Matt nods, then winces. His head is pounding. “A unique auditory experience,” he says. Not bad by any stretch, just weird.
“Nanny gave me sex advice,” Foggy volunteers. “It was. I mean, the advice itself was actually pretty chill and, like, ‘you go, Foggy,’ but overall it was weird. And she. It was weird.”
“When did this happen?”
“I dunno, man. It happens every time I come to visit. Last time I didn’t even know what she was talking about.” There’s a pause as Matt and Foggy struggle into something resembling upright. “Where’s Karen?” Foggy asks. Matt listens.
“She’s coming our way,” he says. He lets Foggy lead him out of the barn. The sun warming his face means the day is already well started.
“Morning, Karen. How’re you even walking and looking like a functional human being?” Foggy calls.
“Magrat gave me something. Did you two sleep out here?”
“Apparently,” Matt tells her. Karen puts her hands on her hips and shakes her head slightly.
“There’s a joke here somewhere about being raised in a barn, but it’s not coming to me.”
“Can you work on it over breakfast?” Foggy asks. Karen nods and the three of them return to Nanny’s cottage.
--
At some point last night, they apparently made the transition from houseguests (to be kept out of the way of people doing actual work) to actual people (possibly capable of making useful contributions to society). Matt would be lying if he said he minded, and he’s sure he’s not the only one.

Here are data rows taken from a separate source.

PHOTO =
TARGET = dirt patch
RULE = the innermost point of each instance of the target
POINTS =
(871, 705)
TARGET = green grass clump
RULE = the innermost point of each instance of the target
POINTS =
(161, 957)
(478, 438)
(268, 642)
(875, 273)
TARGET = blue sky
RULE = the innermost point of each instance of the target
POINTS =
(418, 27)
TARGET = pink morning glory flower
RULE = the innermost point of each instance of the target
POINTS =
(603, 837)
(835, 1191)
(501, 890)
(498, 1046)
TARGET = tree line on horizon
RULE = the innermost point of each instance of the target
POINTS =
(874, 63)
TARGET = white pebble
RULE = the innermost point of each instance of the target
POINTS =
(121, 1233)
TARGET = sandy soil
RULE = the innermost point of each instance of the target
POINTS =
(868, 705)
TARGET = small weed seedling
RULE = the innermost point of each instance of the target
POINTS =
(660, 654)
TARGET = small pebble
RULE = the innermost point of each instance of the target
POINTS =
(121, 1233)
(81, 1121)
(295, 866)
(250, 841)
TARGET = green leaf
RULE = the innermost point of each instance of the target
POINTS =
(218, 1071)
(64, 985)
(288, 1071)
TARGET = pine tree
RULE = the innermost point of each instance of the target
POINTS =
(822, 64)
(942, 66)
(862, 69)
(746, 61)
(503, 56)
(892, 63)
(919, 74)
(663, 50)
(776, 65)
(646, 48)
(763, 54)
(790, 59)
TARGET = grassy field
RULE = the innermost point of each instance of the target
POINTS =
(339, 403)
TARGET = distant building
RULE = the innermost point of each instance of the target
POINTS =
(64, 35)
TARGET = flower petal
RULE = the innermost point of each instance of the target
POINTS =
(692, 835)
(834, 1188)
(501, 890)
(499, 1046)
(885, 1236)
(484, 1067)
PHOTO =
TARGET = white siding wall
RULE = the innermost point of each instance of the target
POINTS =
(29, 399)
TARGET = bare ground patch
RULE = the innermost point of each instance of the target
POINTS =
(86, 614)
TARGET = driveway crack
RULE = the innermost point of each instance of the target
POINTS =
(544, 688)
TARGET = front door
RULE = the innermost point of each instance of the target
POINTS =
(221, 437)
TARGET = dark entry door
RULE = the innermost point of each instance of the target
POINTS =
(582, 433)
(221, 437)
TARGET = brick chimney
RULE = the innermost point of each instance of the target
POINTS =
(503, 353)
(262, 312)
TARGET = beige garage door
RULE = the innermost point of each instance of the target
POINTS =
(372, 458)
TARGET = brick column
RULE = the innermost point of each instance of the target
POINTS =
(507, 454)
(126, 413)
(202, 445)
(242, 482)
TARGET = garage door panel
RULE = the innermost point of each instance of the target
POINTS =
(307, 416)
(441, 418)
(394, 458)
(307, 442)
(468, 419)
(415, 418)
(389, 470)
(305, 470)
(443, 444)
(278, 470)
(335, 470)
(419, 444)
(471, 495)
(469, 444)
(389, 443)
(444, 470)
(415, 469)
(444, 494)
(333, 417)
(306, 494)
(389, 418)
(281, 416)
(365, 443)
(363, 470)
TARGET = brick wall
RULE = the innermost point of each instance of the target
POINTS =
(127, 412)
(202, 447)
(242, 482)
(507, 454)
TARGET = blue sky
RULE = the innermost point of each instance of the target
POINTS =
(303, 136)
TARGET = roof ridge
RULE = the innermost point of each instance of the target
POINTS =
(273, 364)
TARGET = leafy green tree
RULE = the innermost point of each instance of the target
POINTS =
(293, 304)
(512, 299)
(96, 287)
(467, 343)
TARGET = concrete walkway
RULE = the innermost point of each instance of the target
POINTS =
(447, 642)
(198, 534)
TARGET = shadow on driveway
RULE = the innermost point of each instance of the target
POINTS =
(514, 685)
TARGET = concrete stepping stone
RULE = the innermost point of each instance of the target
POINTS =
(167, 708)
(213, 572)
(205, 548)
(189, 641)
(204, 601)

Agnes stops by and invites Karen to go round the houses with her, which Karen accepts. Nanny is allegedly teaching Foggy how to mend a thatch roof but it sounds more like she’s subjecting him to an expert interrogation. It’s seriously impressive. Matt’s pretty sure Foggy’s going to end up telling her about the Daredevil stuff, and he can’t even bring himself to be angry. He doesn’t think he’d be able to resist either.
He’s saved from being the only useless one (and also from eavesdropping any more) by Granny, who arrives in a rush of air (what is that? It’s not a horse, bicycle, or car, but she also didn’t walk…) and then the thud thud thud of some seriously tough boots.
“You, Matthew, come with me,” she says. He stands and grabs his cane. She sniffs. “You can leave that here, I imagine.”
“I can’t see,” he tells her, gesturing to his eyes. She hmphs.
“You know your own mind best, I’m sure,” she says. He follows her to Nanny’s back yard where… is that a broomstick hovering? It seems an awful lot like a broomstick hovering.
It is. It also flies. (Badly, though Matt is smart enough not to say anything about that part. He doesn’t want Granny to say something like ‘well let’s see you do better.’)
She has him help her prepare a new garden bed, then takes him on some sort of nature hike, collects a few plants growing in the mountains, and then plants them in her garden. It’s really not Matt helping out Granny Weatherwax; it’s Granny Weatherwax testing Matt. She’s not fooled by Matt’s blind routine one bit. She’s also apparently afraid of nothing, even though Matt’s pretty sure they ran into a bear in the mountains.
When Matt returns to Nanny’s cottage, he’s sweaty, tired, and overall exhilarated. It’s like he’s exercised some part of himself that he’s been neglecting, and it feels good in the way burning muscles sometimes do. Foggy’s been cooking and doing home repair all day, and he seems lighter somehow. It reminds Matt of how Foggy was before crushing debt and unreliable revenue streams and bombings and murders. Not like they’ve gone backwards, but Foggy’s finally shaken off some of the shadows of the last few months. Karen is the last to get back. Magrat is saying something about “if you wanted to live here we’d be glad to have you” and Karen tells her, “No, I have people I need to take care of back home.” She is resolute and sure of herself in a way she hasn’t been since Fisk.
They have four more days in Lancre, then it’s back to the train station (by broomstick this time, which makes Foggy whoop and holler) then the airport, bus stop, another airport, and they’re back in New York. They’ve got a bottle of scumble to put Josie’s bar to shame, memories people outside Nelson-Ogg clan probably wouldn’t believe, and more trust in their ability to benefit Hell’s Kitchen than they’ve had in a long time. That kind of belief is its own sort of magic.